Finally: Oscar Voters Are Required to Watch the Movies – Here’s Why It Matters

For decades, the Academy Awards operated under a rule so absurd that most filmgoers assumed it couldn’t possibly be true: Oscar voters weren’t actually required to watch the nominated films. You could vote for Best Picture without seeing every nominee. You could vote for Best Actor without watching every performance.

And many did exactly that. A 2015 study showed that about 6% of Academy voters openly admitted they hadn’t viewed all the Best Picture contenders – a number that should have triggered a crisis of credibility, but instead was quietly ignored. I raised this issue in an article Unpopular Opinion: Why the Oscars Don’t Matter, published in October 2024.

Now, decades later, the Academy is finally doing the bare minimum: requiring voters to actually watch the films before casting a ballot.

The Academy’s New Rule: No Movie, No Vote

Well, it looks like the Academy is finally fixing that. From now on, they’ll monitor which films members watch through their private streaming platform, the Academy Screening Room. If someone watches a movie elsewhere – like at a festival or a private event – they’ll have to submit a simple form saying when and where they saw it. This verification process, which was already used in a few categories like international films and short films, will now apply to all categories.

In short: no movie, no vote.

It’s a small change, but it could make the Oscars a little more credible, or at least a little less random.

But let’s be real: this rule should have been in place decades ago. The idea that someone could vote for “Best Picture” without actually seeing all the nominees always felt like a bad joke — and not the funny kind.

Imagine awarding Olympic gold to the athlete with the flashiest uniform, or the most famous name, without even running the race. That’s what the Oscars have been doing for years – mistaking visibility for excellence, and familiarity for merit.

Will this new rule magically fix everything? Probably not. Biases, personal tastes, and politics aren’t going anywhere, but at least now, voters will have to put in the bare minimum effort: watching the films they’re judging. And honestly, that’s a step toward making the awards mean something again — even if just a little.

No movie, no vote: why it actually matters

On the surface, it might seem like a small fix, the kind of “bureaucratic housekeeping” that doesn’t get much attention. For many, the Oscars have started to feel increasingly disconnected – a celebration that rewards familiarity more than discovery, visibility more than merit.
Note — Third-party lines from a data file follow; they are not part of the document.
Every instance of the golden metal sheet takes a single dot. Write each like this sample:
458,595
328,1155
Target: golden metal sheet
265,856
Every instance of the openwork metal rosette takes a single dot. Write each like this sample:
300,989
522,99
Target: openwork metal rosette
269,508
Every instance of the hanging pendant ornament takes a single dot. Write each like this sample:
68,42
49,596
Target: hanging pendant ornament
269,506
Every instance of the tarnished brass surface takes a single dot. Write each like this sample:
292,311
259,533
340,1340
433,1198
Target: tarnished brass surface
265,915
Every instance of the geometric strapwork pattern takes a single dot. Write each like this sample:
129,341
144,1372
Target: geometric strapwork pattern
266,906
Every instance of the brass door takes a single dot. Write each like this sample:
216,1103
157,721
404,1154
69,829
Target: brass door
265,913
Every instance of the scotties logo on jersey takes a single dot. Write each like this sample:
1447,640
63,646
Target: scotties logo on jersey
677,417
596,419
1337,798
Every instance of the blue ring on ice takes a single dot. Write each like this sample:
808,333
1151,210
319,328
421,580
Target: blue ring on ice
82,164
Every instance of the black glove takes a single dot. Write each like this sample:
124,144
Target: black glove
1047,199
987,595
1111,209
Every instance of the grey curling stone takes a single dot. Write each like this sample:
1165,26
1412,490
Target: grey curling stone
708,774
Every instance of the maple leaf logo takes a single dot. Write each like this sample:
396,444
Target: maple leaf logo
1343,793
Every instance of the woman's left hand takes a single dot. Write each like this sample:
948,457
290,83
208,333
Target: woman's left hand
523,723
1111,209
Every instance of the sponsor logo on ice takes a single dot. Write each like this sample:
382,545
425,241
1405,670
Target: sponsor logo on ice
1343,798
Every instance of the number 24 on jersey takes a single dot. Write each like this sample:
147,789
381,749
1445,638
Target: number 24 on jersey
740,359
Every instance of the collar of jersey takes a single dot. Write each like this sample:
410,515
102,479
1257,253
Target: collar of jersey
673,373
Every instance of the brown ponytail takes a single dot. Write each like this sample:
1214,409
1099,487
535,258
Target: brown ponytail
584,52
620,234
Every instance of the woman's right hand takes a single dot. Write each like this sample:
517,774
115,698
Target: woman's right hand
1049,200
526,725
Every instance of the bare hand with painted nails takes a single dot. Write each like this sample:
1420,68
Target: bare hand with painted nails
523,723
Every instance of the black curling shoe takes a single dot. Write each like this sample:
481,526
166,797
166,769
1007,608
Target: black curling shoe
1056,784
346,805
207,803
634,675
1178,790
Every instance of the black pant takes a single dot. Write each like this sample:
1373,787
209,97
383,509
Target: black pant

Watching the ceremonies over the past few years, it’s hard to shake the sense that the industry has been congratulating itself without fully engaging with the art it claims to honor. It’s has been become more of a fashion show than celebrating gamechanger movies and their makers. With Oscar ratings hitting record lows, and repeated controversies like #OscarsSoWhite, the gap between Hollywood and its audience has only grown.

A step forward – even if it took too long

The Academy’s new rule isn’t revolutionary. It’s not going to fix every problem the Oscars have after years of “blind voting”, industry politics, and misplaced priorities. But it does something important: it acknowledges that the bare minimum matters. That watching the films before judging them shouldn’t be a radical idea – it should be the foundation.

Maybe it’s too late to fully rebuild the Oscars’ cultural power. Maybe the world has moved on, and award shows will never mean what they once did. But if there’s going to be a future where the Oscars still matter — even just a little — it has to start here: with respect for the work itself.

Finally, after decades of spectacle over substance, someone decided that watching the movies might actually be the point.